Strains within the U.S. team have been growing since the summer over a range of issues that have been debated—and sometimes decided—at the highest levels of the Biden administration, the people familiar with the negotiations said.
Some in the team urged leaving the talks in early December after
a new Iranian negotiating team returned to Vienna and reversed most of the concessions the previous government made in the spring 2021, the people said.
Other tension points, the people said, included whether to get the United Nations’ atomic agency to censure Tehran last year for preventing inspectors from monitoring its nuclear work and
its refusal to cooperate with a separate probe into nuclear material found in Iran. Differences also flared over how aggressively to enforce sanctions on Iran, especially with
China over imports of Iranian oil.
Also debated, the people said, is at what point would it become impossible to restore a central aim of the 2015 deal—keeping Iran 12 months away from having enough nuclear fuel for an atomic weapon.
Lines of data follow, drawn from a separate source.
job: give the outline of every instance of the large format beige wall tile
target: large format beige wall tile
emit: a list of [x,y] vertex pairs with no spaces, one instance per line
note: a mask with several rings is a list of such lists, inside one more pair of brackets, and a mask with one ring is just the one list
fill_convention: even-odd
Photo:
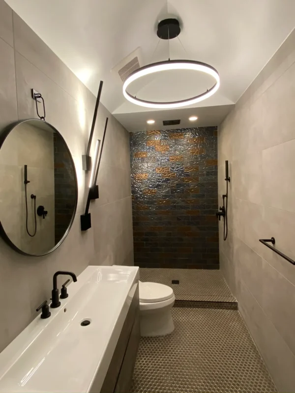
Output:
[[[295,391],[295,30],[219,128],[220,161],[231,161],[227,245],[220,269],[280,392]],[[230,147],[229,144],[232,146]],[[218,176],[220,202],[223,176]],[[222,230],[222,223],[219,226]]]
[[233,193],[236,198],[260,204],[262,201],[262,154],[254,152],[232,164]]
[[0,38],[13,46],[12,10],[4,1],[0,1]]
[[[129,134],[100,104],[91,155],[95,140],[102,138],[108,116],[98,178],[101,200],[91,203],[92,227],[82,232],[80,214],[85,208],[90,172],[83,170],[82,155],[86,152],[96,97],[14,13],[14,51],[12,21],[11,9],[0,0],[0,128],[18,119],[36,117],[30,89],[39,91],[45,102],[46,120],[60,132],[73,156],[79,198],[69,234],[53,253],[38,257],[22,255],[0,239],[0,297],[7,299],[0,307],[0,351],[36,316],[36,308],[50,297],[57,270],[78,275],[89,263],[133,263]],[[0,155],[1,165],[11,158],[11,155]],[[49,205],[49,200],[46,204]],[[46,222],[53,224],[49,219]],[[59,287],[65,280],[59,278]]]
[[15,50],[76,99],[81,82],[14,11]]
[[266,148],[295,138],[295,63],[264,95],[263,136]]
[[237,298],[239,310],[279,392],[294,392],[295,357],[243,283]]
[[295,286],[263,260],[262,308],[295,355]]
[[37,117],[31,94],[35,88],[44,99],[46,121],[61,132],[72,154],[82,156],[87,136],[77,101],[17,52],[15,61],[20,118]]
[[264,202],[266,206],[295,213],[295,139],[263,151]]
[[249,290],[262,305],[265,284],[262,258],[237,237],[235,238],[234,261],[240,280],[247,283]]
[[3,128],[17,120],[18,115],[14,52],[1,38],[0,54],[0,127]]
[[[264,206],[263,220],[264,238],[274,237],[274,247],[295,260],[295,213]],[[275,269],[295,285],[295,267],[293,265],[267,247],[261,250],[261,254]]]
U.S. and European officials decided to plow on with the negotiations in December despite Iran’s toughening of its negotiating stance. They have also drawn back from taking action at the International Atomic Energy Agency board to censure Iran, a move that Tehran said could scuttle talks.
Mr. Nephew played a key role in designing the web of sanctions imposed on Iran from 2006-13 and was a senior member of the team that negotiated
the 2015 nuclear deal. While he strongly backed that agreement, he has written that the use of broad sanctions was crucial in persuading Iran to negotiate seriously.
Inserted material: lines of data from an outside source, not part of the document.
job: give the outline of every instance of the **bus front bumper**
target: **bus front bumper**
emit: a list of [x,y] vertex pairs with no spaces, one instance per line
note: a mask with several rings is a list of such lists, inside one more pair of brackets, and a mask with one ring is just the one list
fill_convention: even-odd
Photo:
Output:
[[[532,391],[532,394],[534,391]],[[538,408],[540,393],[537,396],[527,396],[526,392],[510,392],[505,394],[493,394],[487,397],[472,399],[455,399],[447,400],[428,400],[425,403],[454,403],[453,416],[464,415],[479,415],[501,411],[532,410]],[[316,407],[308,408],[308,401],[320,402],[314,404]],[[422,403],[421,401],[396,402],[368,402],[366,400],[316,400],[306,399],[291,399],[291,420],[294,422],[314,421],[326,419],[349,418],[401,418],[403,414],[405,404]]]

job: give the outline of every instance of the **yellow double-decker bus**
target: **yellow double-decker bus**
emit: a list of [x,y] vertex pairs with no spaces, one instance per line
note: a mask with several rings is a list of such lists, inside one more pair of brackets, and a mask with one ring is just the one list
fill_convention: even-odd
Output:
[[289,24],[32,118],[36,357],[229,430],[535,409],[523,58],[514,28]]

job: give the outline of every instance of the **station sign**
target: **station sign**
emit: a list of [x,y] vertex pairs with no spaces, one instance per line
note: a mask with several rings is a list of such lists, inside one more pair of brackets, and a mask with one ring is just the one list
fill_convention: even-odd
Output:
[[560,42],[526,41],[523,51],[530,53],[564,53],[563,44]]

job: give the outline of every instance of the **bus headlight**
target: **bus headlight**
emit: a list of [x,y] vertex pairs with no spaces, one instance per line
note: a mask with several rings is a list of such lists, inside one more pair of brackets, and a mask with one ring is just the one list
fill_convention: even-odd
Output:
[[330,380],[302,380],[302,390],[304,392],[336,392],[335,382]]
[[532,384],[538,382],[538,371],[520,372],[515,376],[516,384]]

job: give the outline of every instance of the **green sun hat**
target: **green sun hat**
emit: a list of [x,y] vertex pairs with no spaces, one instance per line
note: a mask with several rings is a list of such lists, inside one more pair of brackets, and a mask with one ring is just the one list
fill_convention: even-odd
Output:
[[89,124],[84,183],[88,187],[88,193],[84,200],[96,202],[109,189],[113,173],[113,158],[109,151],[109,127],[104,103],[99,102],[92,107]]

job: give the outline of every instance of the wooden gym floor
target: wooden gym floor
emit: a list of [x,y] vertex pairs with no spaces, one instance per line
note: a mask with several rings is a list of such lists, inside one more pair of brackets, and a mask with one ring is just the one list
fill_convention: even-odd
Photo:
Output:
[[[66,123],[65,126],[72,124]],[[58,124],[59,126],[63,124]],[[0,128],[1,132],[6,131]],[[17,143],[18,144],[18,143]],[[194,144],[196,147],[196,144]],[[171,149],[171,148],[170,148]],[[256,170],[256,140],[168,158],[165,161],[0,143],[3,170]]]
His appointment as deputy Iran envoy in March sparked criticism in Iran. A conservative Iranian newspaper, Vatan-e-Emrooz, photoshopped a poster from the 1997 horror film “The Devil’s Advocate,” in which an ambitious attorney becomes a lawyer for Satan. In the Iranian newspaper, Mr. Biden is depicted in the devil’s role, standing behind Mr. Nephew as the lawyer.
The talks in Vienna are aimed at agreeing on the steps Iran and the U.S. would take to re-enter the nuclear deal. A year after the Trump administration exited the deal in May 2018, Iran started expanding its nuclear program. It has now breached most limits in the 2015 accord, is producing near weapons-grade nuclear fuel and is thought to be just a few weeks from having enough highly enriched uranium for a bomb.
The Biden administration set restoring the nuclear deal as a foreign-policy goal, though it has kept almost all the Trump sanctions in place. Republicans and Democrats in Congress have criticized the administration for allowing Iran to build up its nuclear work even while the talks dragged on.
—Michael R. Gordon contributed to this article.